MG treatment may include medications that improve nerve-muscle signaling, as well as immune-targeting therapies to reduce disease activity. In more severe cases, doctors may use intravenous immunoglobulin (IVIG), which delivers healthy antibodies to help calm the immune attack, or plasmapheresis, a blood-filtering procedure that removes self-reactive antibodies.

Some patients may also undergo thymectomy, or a surgery to remove the thymus gland, which is thought to play a role in MG.

In this study, a team of researchers aimed to determine how common seronegative MG was among MG patients treated at the Copenhagen Neuromuscular Center in Denmark, and whether these patients differed from antibody-positive MG patients in ways that could affect diagnosis or treatment.

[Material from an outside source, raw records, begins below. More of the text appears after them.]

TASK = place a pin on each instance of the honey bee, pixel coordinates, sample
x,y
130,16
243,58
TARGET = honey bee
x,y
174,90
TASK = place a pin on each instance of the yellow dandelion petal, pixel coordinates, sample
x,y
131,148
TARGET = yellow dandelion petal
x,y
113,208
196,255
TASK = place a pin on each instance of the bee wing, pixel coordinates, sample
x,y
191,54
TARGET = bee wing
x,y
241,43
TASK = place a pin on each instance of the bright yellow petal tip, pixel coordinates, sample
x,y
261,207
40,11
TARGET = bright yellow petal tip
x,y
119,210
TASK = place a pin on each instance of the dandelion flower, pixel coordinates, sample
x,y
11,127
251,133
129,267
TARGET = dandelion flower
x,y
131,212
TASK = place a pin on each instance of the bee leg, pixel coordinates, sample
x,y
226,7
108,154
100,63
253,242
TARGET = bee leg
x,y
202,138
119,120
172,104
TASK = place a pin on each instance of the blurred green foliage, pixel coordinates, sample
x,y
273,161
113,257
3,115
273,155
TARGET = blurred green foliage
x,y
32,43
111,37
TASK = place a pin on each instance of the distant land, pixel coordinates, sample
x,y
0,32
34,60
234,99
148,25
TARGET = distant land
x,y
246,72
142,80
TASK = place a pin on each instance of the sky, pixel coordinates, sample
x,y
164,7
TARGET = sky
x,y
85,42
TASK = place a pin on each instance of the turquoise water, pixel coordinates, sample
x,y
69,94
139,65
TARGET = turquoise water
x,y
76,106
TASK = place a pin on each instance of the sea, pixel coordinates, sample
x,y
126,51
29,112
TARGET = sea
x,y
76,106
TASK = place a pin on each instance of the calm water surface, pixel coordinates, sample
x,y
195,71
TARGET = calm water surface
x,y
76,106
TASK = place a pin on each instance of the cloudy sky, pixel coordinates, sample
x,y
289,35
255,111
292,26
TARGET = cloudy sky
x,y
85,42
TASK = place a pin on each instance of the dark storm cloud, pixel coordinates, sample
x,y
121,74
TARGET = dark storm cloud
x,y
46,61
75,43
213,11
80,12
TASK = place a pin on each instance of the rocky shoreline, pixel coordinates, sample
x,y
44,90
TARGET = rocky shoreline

They retrospectively reviewed the clinical records of 350 people with a confirmed MG diagnosis. Of these, 15 people (4.3%) were seronegative, and all but three had been retested for antibody status.

The remaining 335 patients were seropositive, mostly for anti-AChR antibodies (97.3%). Six cases (1.8%) tested positive for anti-MuSK antibodies, and three (0.9%) for anti-LRP4 antibodies.

Repeated and improved testing methods over time reduce the number of seronegative patients.

The proportion of seronegative MG patients was lower than the roughly 10% reported in many earlier studies. Notably, 20 of the seropositive patients “originally tested negative for antibodies, but when retested were found positive in a span of [10 days to more than 10.5 years] after the first negative test,” the team wrote.

This suggests that “repeated and improved testing methods over time reduce the number of seronegative patients,” they added.

Overall, seronegative and seropositive patients looked very similar. There were no significant group differences in age at symptom onset, sex, rates of ocular MG, or rates of thymus abnormalities.

Treatment patterns also did not differ significantly. However, seronegative patients appeared to be more evenly distributed across treatment-intensity groups, while more seropositive patients were represented in higher-intensity treatment categories, including IVIG/plasmapheresis.

There were also no significant differences between the two groups in terms of diagnostic delay or time to reach well-controlled disease.

Overall, the findings of this single-center study showed that seronegative MG patients are largely indistinguishable from seropositive patients across the measures studied.

This suggests that seronegative and seropositive MG may share similar underlying disease mechanisms, and “seronegative MG patients should be managed similarly to seropositive patients,” the researchers wrote.